Ia assim matutando entre um passo e outro, até parar admirado: em
seu barco dormia a sono solto uma criança. Como fora parar aí
ele não sabia, pensou em sacudi-la mas sua mão ficou solta no
ar, as palavras lhe faltaram diante daquele semblante do qual se
desprendia tanta inocência.
Sentou-se ao lado do barco enquanto mergulhava em suas próprias
lembranças: um dia também fora criança, alegre, sonhadora
apesar de todas as adversidades da vida, seus risos infantis, as
molecagens com os colegas, ainda ecoavam em sua memória.

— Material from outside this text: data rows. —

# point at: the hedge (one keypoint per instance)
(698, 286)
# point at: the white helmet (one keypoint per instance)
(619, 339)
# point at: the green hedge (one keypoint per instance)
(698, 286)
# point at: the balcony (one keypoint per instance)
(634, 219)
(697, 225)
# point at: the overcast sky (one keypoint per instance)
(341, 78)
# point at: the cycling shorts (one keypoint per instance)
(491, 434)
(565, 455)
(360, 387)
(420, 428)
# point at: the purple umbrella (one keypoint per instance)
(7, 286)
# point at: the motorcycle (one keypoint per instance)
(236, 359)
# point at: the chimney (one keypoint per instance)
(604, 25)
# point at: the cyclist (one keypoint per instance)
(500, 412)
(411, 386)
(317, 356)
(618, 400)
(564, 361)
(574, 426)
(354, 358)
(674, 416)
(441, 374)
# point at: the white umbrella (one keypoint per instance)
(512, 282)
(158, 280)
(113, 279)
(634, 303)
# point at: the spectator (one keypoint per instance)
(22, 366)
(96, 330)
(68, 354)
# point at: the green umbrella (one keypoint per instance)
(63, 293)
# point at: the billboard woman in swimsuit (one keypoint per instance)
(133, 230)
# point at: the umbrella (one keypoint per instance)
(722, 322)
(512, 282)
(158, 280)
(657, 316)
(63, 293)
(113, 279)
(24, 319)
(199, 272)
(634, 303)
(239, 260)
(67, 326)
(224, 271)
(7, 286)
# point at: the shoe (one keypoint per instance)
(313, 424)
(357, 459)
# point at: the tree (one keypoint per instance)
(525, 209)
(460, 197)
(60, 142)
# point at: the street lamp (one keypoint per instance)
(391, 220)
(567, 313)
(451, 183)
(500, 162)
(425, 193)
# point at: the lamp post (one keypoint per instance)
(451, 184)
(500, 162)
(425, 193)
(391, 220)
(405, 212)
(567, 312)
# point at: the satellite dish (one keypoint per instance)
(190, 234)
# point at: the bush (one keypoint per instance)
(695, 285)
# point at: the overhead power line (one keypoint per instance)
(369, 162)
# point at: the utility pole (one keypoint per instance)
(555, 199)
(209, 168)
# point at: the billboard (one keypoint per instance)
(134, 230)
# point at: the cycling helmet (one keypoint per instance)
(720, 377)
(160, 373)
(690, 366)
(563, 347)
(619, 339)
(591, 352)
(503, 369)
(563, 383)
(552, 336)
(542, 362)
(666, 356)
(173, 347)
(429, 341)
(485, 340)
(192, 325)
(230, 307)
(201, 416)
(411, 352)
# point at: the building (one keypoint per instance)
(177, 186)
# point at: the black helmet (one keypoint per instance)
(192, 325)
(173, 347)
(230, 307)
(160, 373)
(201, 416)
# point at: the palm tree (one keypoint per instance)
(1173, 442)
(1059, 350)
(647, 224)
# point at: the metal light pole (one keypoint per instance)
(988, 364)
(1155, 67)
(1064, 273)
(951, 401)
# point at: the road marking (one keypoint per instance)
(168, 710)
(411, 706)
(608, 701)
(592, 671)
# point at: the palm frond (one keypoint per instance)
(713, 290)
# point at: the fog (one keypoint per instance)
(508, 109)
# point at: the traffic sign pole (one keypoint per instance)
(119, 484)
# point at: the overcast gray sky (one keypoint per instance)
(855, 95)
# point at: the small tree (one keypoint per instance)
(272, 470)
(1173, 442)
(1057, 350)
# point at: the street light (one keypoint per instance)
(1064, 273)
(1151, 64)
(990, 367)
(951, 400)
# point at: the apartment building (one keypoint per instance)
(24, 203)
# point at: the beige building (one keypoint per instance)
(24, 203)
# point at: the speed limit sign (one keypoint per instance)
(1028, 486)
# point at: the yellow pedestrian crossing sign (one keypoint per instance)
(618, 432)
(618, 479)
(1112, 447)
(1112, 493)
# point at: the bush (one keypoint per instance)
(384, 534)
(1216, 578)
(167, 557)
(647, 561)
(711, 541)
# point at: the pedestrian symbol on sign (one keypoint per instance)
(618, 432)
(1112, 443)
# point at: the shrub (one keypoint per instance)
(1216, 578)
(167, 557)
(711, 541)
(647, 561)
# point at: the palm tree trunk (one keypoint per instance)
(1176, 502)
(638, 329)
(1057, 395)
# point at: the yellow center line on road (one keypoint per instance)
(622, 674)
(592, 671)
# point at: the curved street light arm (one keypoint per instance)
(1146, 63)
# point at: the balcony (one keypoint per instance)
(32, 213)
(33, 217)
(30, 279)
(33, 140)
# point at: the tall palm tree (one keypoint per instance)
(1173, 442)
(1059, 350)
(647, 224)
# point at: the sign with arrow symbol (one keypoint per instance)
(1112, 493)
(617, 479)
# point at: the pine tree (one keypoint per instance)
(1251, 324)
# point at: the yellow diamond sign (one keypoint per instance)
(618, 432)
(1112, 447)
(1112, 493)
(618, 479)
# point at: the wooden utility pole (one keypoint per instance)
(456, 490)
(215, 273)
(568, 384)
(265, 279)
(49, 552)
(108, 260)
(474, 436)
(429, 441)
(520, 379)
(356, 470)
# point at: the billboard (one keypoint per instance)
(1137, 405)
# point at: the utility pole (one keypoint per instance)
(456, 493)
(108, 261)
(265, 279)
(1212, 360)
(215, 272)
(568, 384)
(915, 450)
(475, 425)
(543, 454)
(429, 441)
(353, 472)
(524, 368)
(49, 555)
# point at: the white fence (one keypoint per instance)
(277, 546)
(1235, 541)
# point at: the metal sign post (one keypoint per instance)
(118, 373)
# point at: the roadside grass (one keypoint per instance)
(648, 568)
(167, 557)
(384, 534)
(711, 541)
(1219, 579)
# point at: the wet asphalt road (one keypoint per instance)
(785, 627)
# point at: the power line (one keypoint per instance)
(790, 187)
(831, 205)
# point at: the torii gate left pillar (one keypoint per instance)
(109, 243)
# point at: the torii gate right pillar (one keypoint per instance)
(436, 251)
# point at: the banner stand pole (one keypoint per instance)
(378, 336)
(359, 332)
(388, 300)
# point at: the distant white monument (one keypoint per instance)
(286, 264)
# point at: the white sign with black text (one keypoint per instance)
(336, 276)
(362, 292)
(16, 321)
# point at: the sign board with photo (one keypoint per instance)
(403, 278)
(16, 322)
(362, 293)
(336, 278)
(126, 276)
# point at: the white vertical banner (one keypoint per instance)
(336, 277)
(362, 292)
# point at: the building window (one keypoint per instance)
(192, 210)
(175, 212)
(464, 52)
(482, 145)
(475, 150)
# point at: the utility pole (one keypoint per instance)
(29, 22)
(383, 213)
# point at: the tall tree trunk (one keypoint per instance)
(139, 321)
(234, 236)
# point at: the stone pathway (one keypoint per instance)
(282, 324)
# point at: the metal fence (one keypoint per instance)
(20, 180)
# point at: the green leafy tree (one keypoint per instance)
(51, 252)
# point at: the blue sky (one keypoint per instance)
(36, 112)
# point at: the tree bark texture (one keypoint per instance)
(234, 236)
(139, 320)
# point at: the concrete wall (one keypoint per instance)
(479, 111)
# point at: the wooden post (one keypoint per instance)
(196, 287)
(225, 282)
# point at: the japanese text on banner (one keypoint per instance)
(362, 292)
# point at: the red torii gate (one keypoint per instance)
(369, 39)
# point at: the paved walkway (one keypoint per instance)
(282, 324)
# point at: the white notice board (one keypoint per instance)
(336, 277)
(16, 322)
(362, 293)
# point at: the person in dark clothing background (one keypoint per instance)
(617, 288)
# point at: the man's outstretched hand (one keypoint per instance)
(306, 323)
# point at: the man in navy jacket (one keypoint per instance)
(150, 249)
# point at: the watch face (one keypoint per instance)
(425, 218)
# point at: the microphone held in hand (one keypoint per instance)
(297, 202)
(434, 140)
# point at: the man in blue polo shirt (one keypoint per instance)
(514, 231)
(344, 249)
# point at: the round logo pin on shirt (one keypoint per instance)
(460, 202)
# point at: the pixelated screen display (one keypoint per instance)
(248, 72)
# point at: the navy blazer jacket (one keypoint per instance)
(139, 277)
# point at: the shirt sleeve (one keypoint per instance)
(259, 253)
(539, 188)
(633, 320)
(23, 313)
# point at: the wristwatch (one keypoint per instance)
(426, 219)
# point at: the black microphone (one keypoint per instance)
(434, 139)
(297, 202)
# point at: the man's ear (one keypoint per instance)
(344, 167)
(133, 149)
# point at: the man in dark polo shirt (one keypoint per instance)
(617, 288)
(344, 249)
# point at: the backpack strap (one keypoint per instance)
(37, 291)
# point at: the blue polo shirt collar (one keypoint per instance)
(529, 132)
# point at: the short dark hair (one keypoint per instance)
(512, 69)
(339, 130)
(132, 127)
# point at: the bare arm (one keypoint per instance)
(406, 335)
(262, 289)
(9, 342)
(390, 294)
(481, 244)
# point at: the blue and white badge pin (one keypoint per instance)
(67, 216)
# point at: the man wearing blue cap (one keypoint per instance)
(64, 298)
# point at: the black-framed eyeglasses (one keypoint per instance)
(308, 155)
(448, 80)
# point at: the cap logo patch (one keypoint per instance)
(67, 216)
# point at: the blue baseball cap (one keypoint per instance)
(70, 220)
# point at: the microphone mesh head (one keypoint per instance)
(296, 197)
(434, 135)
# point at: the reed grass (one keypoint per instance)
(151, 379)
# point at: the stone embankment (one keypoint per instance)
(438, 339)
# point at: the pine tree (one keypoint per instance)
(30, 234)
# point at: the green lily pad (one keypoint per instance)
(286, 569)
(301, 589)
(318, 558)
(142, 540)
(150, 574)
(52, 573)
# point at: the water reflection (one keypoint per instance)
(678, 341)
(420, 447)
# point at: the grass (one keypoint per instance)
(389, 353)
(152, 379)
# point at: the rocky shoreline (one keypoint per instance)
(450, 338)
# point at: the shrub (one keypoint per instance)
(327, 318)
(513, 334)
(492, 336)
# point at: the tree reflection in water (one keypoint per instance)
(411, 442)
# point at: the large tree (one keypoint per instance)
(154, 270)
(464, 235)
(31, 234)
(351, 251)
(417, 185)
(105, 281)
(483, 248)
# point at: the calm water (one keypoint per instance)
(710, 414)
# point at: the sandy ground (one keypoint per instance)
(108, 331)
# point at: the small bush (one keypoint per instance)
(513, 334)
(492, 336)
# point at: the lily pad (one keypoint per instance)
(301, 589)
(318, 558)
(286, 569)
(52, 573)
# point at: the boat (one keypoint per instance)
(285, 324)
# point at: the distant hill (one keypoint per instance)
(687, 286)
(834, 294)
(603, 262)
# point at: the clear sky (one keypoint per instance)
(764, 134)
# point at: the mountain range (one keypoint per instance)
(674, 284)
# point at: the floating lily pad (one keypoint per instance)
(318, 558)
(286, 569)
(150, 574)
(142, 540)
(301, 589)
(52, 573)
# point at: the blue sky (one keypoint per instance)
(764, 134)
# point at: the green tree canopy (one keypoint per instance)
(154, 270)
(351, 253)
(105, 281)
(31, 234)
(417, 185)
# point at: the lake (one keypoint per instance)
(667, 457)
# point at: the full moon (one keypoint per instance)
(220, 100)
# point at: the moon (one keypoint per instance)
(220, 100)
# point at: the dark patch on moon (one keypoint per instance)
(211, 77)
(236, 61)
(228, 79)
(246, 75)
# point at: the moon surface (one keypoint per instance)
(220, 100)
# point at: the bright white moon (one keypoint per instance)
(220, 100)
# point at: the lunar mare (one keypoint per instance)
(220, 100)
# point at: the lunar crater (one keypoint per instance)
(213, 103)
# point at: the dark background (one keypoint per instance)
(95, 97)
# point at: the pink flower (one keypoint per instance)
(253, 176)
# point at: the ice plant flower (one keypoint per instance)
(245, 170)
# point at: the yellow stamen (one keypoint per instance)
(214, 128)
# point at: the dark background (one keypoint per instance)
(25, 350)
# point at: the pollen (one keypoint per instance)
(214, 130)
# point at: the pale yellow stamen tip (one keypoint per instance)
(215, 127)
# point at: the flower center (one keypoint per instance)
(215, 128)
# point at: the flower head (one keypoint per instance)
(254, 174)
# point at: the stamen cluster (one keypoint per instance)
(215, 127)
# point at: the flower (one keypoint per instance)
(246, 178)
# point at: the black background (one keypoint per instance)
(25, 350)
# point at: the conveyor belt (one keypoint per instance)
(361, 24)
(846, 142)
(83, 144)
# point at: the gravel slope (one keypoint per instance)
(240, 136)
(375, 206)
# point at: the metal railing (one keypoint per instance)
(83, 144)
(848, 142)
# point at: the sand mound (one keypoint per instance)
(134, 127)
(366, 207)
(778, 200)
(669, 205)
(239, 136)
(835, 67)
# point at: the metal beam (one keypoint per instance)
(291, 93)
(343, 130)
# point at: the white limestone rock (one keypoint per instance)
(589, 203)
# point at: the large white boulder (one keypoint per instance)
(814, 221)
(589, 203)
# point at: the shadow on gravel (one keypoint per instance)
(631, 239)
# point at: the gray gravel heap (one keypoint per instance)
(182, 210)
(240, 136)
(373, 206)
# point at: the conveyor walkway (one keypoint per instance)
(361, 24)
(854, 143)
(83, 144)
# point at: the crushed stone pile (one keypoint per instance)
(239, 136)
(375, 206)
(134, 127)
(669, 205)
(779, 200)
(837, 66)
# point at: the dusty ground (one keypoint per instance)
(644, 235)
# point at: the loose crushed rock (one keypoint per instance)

Bons tempos aqueles, mas a criança crescera e os sorrisos
murcharam, os dias alegres se esconderam, não tinha mais tempo
nem alegria nem mesmo para partilhar com os filhos. A molecada
fora chegando um após outro, o pão ficando cada vez mais difícil,
tentara ensinar-lhes o oficío mas , esquecera da alegria do coração.
Hoje se dava conta do quanto perdera.
Neste momento o barco sacolejou, a criança saltou assustada, já
ia escapar quando ele a deteve, o menino desculpou-se por ocupar o
barco sem permissão, ele apenas sorriu meio sem jeito e foi
soltando as palavras há muito atadas no coração:
- Hoje garoto me lembrei do que é ser criança, do que é ter a
alegria solta no fundo do coração, hoje reaprendi a ser pai e
vou levando comigo esta lição, vou partilhar com meus filhos além
do pão de cada dia, o pão que alimenta a alma, o pão da palavra
amiga, consoladora, pão que sai fresquinho do fundo do coração,
pois, um pai que não sabe amar seus filhos de verdade pode
dar-lhes tudo, mas este tudo de nada vale porque junto não está
o coração.
A criança olhou-o sem nada entender, depois foi se afastando de
mansinho deixando o pescador rodeado pelos filhos, que o cercavam
de todos os lados numa festa só...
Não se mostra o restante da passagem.